Mellan’s most famous print is The veil of Saint Veronica, also known as the Sudarium of Saint Veronica – ‘sudarium’ meaning a cloth for wiping sweat. It is one of the most arresting depictions in European art of the miraculous cloth, which was said to bear the imprint of Christ’s face. Known originally in the Eastern Church as the Mandylion of Edessa, the legend of this holy relic was later taken up and elaborated in the Latin West where it became known as the Vera Icon or ‘true image’. By about 1300 the story had become intimately linked with that of the compassionate woman of Jerusalem called Veronica – her name a deliberate word play on Vera Icon. According to the standard account of the story, while Christ was carrying the cross on the way to Calvary, Veronica was so moved by His suffering that she removed her veil and used it to wipe the blood and sweat from His face. As a reward for her pity, an imprint of Christ’s features was transferred to the cloth. This image of Christ’s true likeness – a portrait which, most remarkably, had not been created by human hands – became the object of a widespread cult, with pilgrims flocking to Rome to venerate it. It also gave rise to a proliferation of copies, which in turn inspired countless works of art.

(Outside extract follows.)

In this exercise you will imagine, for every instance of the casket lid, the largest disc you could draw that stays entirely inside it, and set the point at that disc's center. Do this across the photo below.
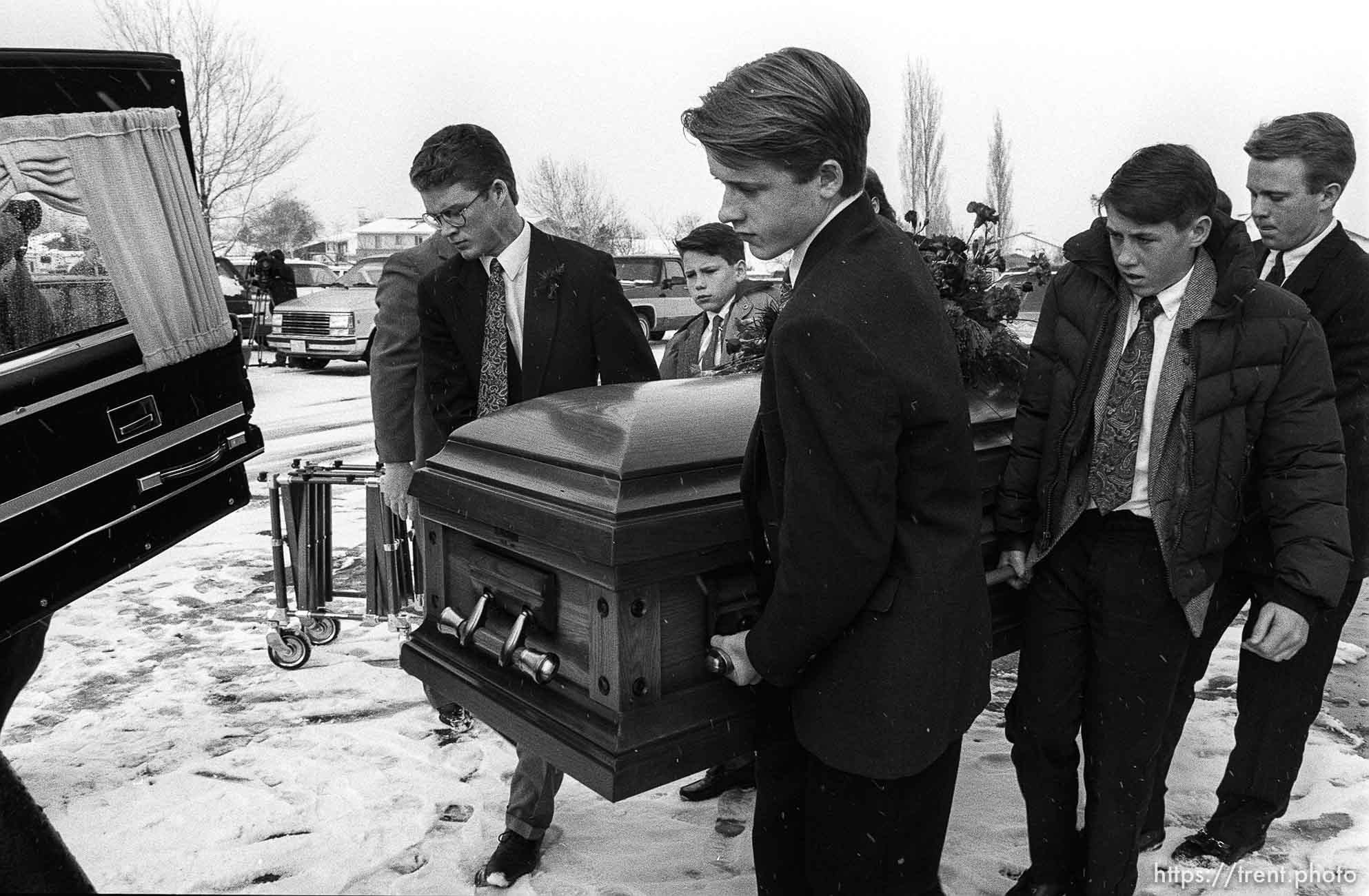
(626, 431)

Mellan’s Veronica is a spectacular tour de force of the engraver’s art. The face of Christ is conjured from a continuous spiralling line that starts at the tip of the nose and is thickened in places to delineate the features and create tone. It is a demonstration of the artist’s unerring skill in guiding the burin – the engraver’s tool used for incising lines. Starting with the tip of his burin in the centre of the plate, Mellan pushed the tool forward while simultaneously rotating the copper plate with his free hand in an anti- clockwise direction to create a near perfect spiral. Today, the original copper plate for Mellan’s print is in the collection of the Bibliothèque royale in Brussels.

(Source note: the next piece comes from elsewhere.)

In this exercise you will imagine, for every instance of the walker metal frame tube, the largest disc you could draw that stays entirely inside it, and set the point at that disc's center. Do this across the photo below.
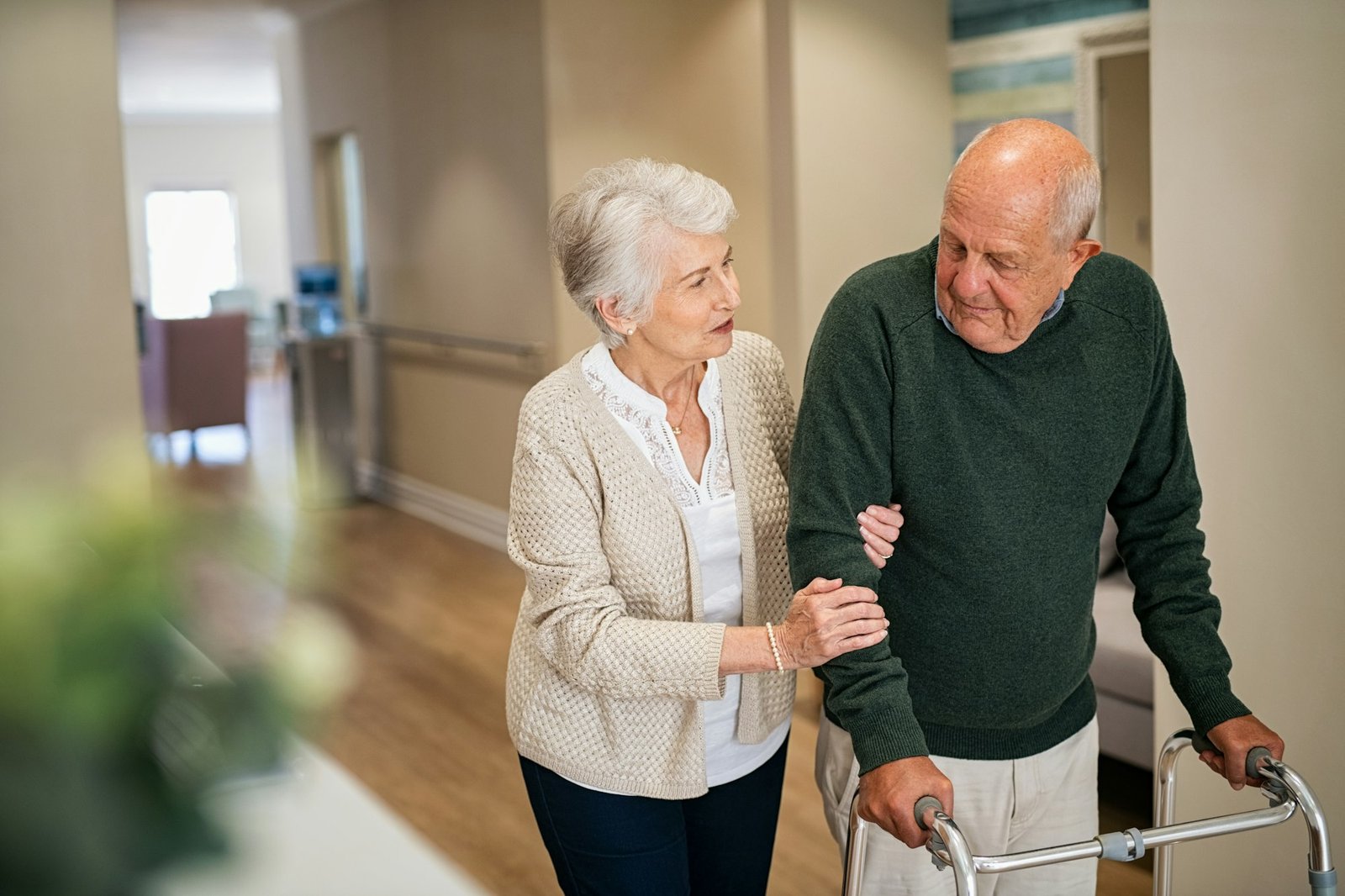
(1288, 793)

The Latin inscription on the hem of the veil, Formatur Unicus Una / Non Alter (the unique one made by one / [like] no other), devised by the abbé Michel de Marolles, a great collector of prints and friend of the artist, develops an ingenious conceit. The words allude to three ideas: the unique mystery of Christ’s Incarnation (by which the Godhead became flesh by being conceived in the womb of the Virgin); the uniqueness of Veronica’s miraculously created image on the cloth; and the uniqueness of Mellan’s engraving itself, devised from a single line, like no other image of the Holy Face.